Paiaka est un mot inventé par nos soins au début du groupe, même s'il nous a grandement été inspiré par la contraction de "Païens" en Français, et "Payaka" en jamaïcain. Si le terme jamaïcain n'est pas forcément des plus flatteurs, nous avons choisi de le franciser pour en détourner le sens. "Païaka", pour nous, marque le fait que dans le groupe, chacun à sa spiritualité propre. Nous ne nous revendiquons pas Rastas, même si on se retrouve dans cette culture, et que l'on respecte ceux qui le font, nous ne nous revendiquons pas d'une autre religion, nous voyons le reggae avant tout comme une musique et un moyen d'expression! Nous voulons jouer cette musique avec nos tripes, et avec ce qui vient de l'intérieur de chacun nous...sans forcément mettre un nom dessus, sans forcément avoir tous la même spiritualité au sein de groupe. C'est une vaste question, et nous ne voulons pas brandir ça comme un drapeau. Le nom vient de notre vision de la musique, qui est avant tout personnelle !

La pochette
On tient déjà remercier Quentin Pigeat et Lucie Auclair pour le travail qu'ils ont réalisé sur la pochette et le packaging. "Alive anyway", c'est unie façon de dire qu'on est tous acteurs de nos vies, qu'on influe tous sur notre entourage et notre habitat. Si on fait le tour de tous les thèmes abordés dans cet album, on perçoit clairement dans nos lyrics la volonté de se poser les bonnes questions, même si on ne prétend pas apporter nous même une réponse. Le message principal de cet album, c'est qu'il faut rester acteur, et ne pas subir. On est peut être naïfs, mais on reste persuadés que ce monde n'est pas foutu... Le message, c'est que chaque main compte, quelle que soit sa couleur, sa forme, son origine. On voudrait faire confiance à l'humanité, ne pas céder à la morosité et faire des choses concrètes pour rendre les choses un peu meilleures...

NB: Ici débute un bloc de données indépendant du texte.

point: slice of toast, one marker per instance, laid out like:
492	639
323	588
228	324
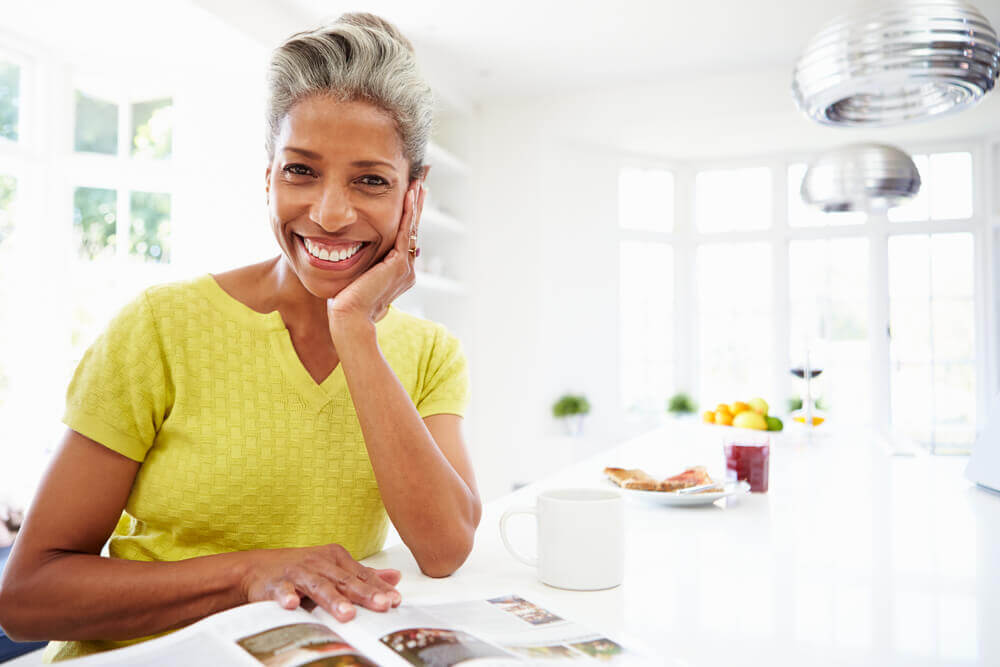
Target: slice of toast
691	477
632	479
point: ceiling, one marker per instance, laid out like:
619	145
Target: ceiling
526	47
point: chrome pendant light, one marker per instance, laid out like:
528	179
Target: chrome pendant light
897	62
860	177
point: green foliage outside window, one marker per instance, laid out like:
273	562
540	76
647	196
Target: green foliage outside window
10	94
150	234
152	124
94	217
96	125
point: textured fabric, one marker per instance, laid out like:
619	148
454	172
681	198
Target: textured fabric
240	448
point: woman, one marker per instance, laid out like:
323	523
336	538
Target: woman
247	436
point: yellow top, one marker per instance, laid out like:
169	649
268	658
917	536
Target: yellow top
240	448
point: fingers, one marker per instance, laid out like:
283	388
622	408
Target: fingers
325	592
367	588
390	576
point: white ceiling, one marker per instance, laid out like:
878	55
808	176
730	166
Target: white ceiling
531	47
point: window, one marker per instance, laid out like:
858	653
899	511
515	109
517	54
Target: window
647	289
646	199
733	199
932	325
10	100
828	314
735	320
121	202
646	204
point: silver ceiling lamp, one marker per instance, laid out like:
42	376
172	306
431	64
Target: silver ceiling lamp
860	177
897	62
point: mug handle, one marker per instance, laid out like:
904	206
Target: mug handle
527	560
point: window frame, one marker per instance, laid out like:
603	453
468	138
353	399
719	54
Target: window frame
984	226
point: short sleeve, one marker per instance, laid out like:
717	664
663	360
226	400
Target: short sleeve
446	385
119	393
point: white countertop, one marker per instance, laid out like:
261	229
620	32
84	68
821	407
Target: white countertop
853	557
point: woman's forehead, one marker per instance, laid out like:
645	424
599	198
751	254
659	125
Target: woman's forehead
334	129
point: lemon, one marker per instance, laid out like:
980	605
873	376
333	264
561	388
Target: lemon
750	419
723	418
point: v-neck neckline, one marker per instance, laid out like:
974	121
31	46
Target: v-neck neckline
318	394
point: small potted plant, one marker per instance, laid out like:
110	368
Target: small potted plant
571	409
681	405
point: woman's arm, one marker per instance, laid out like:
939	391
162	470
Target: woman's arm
57	586
421	465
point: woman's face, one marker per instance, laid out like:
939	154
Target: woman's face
335	190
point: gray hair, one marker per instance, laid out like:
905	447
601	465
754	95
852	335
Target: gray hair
358	57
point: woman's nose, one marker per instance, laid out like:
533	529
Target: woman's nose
333	209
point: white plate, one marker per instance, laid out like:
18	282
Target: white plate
684	499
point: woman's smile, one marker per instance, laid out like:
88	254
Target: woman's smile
332	256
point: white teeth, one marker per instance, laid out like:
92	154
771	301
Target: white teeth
331	256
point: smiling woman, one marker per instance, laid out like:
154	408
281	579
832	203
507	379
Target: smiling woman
248	435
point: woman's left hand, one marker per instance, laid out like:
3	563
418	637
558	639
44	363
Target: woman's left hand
366	300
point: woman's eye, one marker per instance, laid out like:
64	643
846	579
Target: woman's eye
374	181
297	169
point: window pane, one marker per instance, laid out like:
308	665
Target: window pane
802	215
94	217
828	283
8	273
8	192
10	100
733	199
96	125
734	322
917	208
951	189
152	128
932	315
150	233
647	295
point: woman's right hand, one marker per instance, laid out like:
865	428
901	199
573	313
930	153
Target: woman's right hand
326	574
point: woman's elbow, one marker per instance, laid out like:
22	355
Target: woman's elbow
448	556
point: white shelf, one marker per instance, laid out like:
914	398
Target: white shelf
438	219
438	157
429	281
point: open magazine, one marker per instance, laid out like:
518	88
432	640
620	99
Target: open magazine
503	630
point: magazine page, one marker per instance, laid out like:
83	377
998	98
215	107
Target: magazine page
501	630
276	637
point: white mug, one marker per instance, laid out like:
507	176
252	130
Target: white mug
581	538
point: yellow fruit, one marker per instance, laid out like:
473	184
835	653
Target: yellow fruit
816	420
750	419
738	407
723	418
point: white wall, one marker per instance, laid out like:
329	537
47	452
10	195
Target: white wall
545	241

Reggae français anglophone
Comme on en parlait plus tôt, nos influences musicales sont presque toutes anglophones. Depuis très longtemps, on a l'habitude d'écouter du reggae, de la soul ou du blues dans cette langue quasi universelle qu'est l'anglais... Lorsque les premiers lyrics de Païaka ont vu le jour, la question ne s'est même pas posée, c'est un choix qui nous a paru naturel et qui correspond avec la vision qu'on a de notre musique. C'est vrai qu'en France, ça peut être un frein à la compréhension pour pas mal de monde. On en est bien conscients, et on essaye de travailler contre ça. Dans "Alive Anyway" par exemple, on a choisi de faire figurer un livret avec tous les textes de l'album. On espère que cela aidera les gens à s'approprier nos morceaux. Cependant, on reste sûr de notre choix à l'heure actuelle... C'est avant tout un choix artistique! On espère aussi que la musique parle d'elle même, et que les émotions passent de toute façon par l'atmosphère, les nuances, l'interprétation. L'anglais est, il faut le dire, une langue propice aux rimes, et au groove voir à la transe. Même si on ne dénigre pas notre belle langue de Molière, la façon de chanter (et d'écrire!) est radicalement différente lorsque le chant est francophone, et c'est
en ce qui nous concerne, c'est vraiment l'anglais qui nous correspond le mieux.

La chanson Like A Candle
Like a Candle a été écrite par Franzy, notre guitariste. Dans ce texte, il a voulu parler de notre quotidien et de la vie que l'on choisit de mener en tant qu'artistes, à une époque ou c'est de plus en plus compliqué. Mais les paroles s'appliquent très bien à la vie en général. L'image est la suivante : notre vie est une bougie, qui se consume plus ou moins vite, et qui produit une flamme plus ou moins importante. Le fait de courir partout, de se fatiguer, de ne pas être à la recherche d'un certain confort, est une analogie à cette bougie qui brûle vite et fort. C'est un choix de vie, que l'on assume et pour lequel on se plaint pas, malgré les obstacles. Bref, cette chanson est l'expression d'un certain "carpe diem" qui nous anime, et sans lequel nous ne serions pas là aujourd'hui. Si vous êtes curieux, vous pouvez aller regarder le clip de "Like a Candle", entièrement en plan séquence, sur youtube. D'ailleurs, vous pourrez également y trouver les sous titres avec les textes de la chanson. Le clip aussi, reflète bien notre quotidien. Le fait de le faire en plan séquence, sans trucage, sans montage, est le signe d'une certaine recherche d'authenticité.